We don't go sailing in the ocean. It's too dangerous in our opinion. We'll go out the San Francisco Golden Gate Bridge but we want to see land at all times.

We have and wear life vests at all times when under power. We don't have a raft, but should. We have a radio and know how to use it in case of emergency.

I'm sure there are plenty of resources to assist you in having the right emergency equipment to keep you as safe a possible.

Have a terrific day. :)

rob said...

Being close to land doesnt mean too much, as a guy sank in the English channel ( how much closer to land on two sides of you can you get) and was found in his liferaft off Rio I believe, about 4000 miles away I forget his name!

Important things are an easily deployable liferaft ( of the correct type) with an inflatable floor an Epirp of the correct frequency, a suitably filled grab bag!( there are many suggestions to be found on the net forums, most will never ever be used) warm clothing (even easily accessable immersion suits) solar stills, more than one as it will get washed away eventually, or punctured, maybe a small emergency pump type water maker will do the trick (unused ex military solar stills used to be available on the net? ) when the weather gets Really bad climb into your immersion suit and fight through it! 99.9999r% you will get through it, as it doesn`t last for ever! mostly its wind, noise and bumpy water, deploy a sea anchor put on your nav lights, learn to "heave" to, early on in your sailing career, along with the quick and efficient deployment and retreval of a sea anchor, some use retired (ex military once again) equipment chutes ( of a suitable size) with plenty of anti chafe on the line, which incidently needs to be long enough to situate your drogue in the water (with its fender afixed to the rim of it to keep it from sinking) three large waves away from the boat so quite long) to it where it passes through the fairlead. also on the line leading from the cockpit winch to the block, that allows you can alter the angle of the boat to the sea (the block being located to run free along the drogues tether line.
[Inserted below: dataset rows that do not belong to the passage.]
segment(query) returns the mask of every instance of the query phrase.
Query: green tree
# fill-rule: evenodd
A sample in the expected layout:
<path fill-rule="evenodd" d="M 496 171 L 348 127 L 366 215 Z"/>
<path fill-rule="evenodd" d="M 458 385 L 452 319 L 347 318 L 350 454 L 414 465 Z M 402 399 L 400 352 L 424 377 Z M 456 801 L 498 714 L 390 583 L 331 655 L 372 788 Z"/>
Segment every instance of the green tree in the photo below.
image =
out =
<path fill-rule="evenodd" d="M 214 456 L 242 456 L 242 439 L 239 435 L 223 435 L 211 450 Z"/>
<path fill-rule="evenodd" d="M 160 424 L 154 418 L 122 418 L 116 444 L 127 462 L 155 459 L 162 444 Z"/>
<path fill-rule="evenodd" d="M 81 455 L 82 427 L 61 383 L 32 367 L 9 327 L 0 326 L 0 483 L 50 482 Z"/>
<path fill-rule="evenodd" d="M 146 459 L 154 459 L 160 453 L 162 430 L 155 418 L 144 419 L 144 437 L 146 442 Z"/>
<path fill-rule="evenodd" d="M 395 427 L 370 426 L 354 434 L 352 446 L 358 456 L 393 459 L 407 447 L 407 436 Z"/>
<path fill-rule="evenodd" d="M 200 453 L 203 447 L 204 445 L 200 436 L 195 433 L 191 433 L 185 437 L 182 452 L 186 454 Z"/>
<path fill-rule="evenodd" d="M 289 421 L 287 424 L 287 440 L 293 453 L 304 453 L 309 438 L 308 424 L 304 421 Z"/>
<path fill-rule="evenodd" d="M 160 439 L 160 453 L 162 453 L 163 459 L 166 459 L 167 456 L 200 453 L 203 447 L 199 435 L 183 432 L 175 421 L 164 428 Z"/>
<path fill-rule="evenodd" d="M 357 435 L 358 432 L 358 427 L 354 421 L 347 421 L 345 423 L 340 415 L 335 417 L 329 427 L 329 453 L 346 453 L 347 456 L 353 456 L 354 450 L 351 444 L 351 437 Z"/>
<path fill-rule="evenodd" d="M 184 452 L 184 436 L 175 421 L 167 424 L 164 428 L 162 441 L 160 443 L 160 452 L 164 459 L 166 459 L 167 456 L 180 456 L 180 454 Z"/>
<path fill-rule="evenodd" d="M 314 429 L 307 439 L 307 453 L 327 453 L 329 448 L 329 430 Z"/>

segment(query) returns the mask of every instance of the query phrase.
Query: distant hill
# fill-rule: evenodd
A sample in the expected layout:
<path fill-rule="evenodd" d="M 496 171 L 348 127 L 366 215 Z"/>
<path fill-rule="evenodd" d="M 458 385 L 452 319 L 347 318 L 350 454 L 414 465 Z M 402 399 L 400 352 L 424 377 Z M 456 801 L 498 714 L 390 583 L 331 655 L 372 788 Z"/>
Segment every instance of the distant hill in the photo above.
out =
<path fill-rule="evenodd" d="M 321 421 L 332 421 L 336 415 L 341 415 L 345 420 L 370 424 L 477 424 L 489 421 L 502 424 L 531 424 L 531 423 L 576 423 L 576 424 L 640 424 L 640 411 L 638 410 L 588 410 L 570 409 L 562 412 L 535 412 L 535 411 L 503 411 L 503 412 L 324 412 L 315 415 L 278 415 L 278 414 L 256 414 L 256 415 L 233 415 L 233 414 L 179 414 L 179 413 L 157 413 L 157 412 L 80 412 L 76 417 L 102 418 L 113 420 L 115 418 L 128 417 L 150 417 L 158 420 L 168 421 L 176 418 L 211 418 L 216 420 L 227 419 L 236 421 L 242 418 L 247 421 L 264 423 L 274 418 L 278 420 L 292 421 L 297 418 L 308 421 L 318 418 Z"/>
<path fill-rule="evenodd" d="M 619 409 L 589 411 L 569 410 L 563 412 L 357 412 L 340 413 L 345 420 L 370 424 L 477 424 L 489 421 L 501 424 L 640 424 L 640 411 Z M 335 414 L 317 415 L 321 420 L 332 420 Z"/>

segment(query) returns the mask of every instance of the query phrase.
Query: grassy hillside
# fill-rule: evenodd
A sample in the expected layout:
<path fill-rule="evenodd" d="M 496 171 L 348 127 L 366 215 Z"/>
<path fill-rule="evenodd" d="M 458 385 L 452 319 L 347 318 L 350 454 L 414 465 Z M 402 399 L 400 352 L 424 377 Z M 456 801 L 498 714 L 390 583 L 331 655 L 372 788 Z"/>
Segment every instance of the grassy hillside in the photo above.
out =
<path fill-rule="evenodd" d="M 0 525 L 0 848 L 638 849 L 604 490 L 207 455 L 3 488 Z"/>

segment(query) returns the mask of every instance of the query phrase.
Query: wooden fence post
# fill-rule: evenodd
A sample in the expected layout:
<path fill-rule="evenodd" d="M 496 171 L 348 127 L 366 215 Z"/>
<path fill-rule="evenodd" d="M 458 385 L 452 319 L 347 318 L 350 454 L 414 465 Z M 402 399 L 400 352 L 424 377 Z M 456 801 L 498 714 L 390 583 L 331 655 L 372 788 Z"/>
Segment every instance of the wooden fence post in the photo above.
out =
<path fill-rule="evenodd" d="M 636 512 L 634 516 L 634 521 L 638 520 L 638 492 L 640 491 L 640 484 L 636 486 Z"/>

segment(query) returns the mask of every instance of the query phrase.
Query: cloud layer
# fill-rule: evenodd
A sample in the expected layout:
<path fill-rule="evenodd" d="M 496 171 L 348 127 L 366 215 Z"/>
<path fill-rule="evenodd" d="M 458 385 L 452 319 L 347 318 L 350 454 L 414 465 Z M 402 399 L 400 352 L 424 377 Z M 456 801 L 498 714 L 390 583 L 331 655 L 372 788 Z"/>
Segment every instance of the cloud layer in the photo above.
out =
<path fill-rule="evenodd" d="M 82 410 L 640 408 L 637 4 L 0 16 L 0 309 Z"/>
Books to read. Cost Concious Cruiser by Lin and Larry Pardey
ISBN 0-9646036-5-9


Storm Tactics by the same authors
ISBN 1-85310-787-5

Ken n Cheryl said...

Thanks everybody for your input! Since we're waiting to sell our house we're not purchasing these things just yet, but safety is important and we will come back to this post when ready.

Barco Sin Vela II said...

Sailboats are usually pretty safe. Of the millions of miles logged only a few wrecks actually occur. Opinions are like... well you know.

Rob nails it on the head. Being near shore is no indicator of safety and each cruiser will have to know or be ready to learn how to react to dangerous situations.

Note; The days of long rides in a raft are pretty much in the past with EPIRB technology the way it is. Get a new one that has all the bells and whistles.

I went to paratech for my drogue and sea anchor, it was about $700.00. My life raft was purchased in the UK (Half price compared to U.S.). The sea anchor was the best safety purchase I made.

The sea anchor held for 36 hours off the coast of Mauritania in 40+ knots of wind. We were able to retrieve it and repack for futher use, but I never had to use it again. It rests in the garage waiting for the next open ocean cruise.

Make up a ditch bag with GPS, VHF, Iridium, EPIRB, copies of passports, credit card numbers, canteens of water, mirrors, etc. Pretend like the ditch bag is all you will have because if you are having bad luck, count on it being really bad. That means no raft because the boat sank under your feet!

My last trip I wore my personal EPIRB clipped to my person along with a laser signaling device.

Final comment: Each cruiser will decide what is affordable or necessary for survival. Personal flotation and signaling devices are the most important survival aids as most cruisers are within hailing distance to rescue or assistance.